Kepala Pusat Data, Informasi dan Komunikasi Kebencanaan BNPB, Abdul Muhari mengatakan, banjir dipicu oleh intensitas hujan tinggi yang mengguyur wilayah Provinsi Maluku Utara sejak Sabtu, 20 Juli 2024.
Abdul menyebut, banjir diperparah dengan adanya air pasang laut di daerah tersebut. Ketinggian muka air mencapai satu meter.

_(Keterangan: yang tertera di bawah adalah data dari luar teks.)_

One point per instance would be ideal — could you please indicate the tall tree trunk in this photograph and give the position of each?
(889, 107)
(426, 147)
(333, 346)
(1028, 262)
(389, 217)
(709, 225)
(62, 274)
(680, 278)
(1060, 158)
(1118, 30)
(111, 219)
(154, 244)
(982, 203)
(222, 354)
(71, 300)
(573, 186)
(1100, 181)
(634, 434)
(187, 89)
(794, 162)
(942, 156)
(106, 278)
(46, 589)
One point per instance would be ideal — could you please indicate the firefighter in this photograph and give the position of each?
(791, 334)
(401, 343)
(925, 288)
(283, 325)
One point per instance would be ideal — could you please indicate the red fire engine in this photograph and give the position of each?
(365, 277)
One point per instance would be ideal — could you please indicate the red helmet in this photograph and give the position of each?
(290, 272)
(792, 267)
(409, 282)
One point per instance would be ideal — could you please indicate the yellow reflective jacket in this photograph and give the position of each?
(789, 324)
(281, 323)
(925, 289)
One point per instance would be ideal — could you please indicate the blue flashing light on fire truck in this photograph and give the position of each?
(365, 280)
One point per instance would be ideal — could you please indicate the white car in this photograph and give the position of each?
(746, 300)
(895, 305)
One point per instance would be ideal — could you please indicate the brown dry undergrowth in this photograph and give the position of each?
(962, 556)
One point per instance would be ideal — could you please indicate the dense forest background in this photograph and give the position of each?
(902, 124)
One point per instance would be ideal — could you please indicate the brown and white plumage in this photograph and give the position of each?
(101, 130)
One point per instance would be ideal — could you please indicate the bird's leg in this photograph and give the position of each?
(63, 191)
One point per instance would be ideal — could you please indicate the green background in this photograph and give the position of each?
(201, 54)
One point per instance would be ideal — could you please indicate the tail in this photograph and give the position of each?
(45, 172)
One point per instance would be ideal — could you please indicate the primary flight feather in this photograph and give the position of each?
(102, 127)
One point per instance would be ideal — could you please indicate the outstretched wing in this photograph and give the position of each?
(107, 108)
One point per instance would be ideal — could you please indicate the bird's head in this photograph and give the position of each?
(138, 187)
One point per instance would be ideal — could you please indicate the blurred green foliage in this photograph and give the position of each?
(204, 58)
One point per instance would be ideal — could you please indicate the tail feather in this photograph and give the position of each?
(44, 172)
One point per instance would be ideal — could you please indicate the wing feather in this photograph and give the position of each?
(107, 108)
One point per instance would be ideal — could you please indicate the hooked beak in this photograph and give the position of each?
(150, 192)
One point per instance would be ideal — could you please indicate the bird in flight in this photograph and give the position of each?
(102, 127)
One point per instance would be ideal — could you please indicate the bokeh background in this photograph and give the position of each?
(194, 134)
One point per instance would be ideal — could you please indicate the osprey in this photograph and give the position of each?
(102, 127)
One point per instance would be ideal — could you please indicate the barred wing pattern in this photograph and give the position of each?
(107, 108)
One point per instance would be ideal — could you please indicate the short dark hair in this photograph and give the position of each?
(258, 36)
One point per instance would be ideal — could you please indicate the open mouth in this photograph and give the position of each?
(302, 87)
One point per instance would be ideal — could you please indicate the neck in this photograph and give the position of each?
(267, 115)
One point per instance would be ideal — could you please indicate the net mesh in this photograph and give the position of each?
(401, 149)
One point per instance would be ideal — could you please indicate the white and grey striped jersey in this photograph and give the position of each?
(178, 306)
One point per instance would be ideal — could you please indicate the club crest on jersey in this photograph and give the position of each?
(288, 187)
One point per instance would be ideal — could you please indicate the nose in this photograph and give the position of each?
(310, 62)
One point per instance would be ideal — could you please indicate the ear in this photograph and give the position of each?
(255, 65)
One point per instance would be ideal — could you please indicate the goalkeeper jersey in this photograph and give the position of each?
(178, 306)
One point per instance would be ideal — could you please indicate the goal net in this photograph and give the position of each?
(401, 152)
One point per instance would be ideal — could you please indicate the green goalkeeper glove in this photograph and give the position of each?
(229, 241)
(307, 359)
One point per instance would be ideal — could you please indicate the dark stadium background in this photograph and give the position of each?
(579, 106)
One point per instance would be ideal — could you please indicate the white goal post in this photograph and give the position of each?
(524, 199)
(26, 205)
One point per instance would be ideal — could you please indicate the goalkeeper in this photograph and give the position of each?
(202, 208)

Lebih lanjut, Badan Nasional Penanggulangan Bencana (BNPB) mengimbau masyarakat Kabupaten Halmahera Utara untuk selalu waspada akan adanya banjir susulan mengingat prakiraan cuaca Badan Meteorologi, Klimatologi, dan Geofisika (BMKG) menunjukkan potensi hujan dengan intensitas ringan hingga tinggi pada Senin (22/7).
Jika terjadi hujan lebat lebih dari satu jam, warga diharap mengungsi ke tempat yang lebih aman.
Sebagai antisipasi dampak banjir, warga dapat menyimpan dan mengamankan barang berharga seperti dokumen ataupun peralatan elektronik dengan membungkus plastik.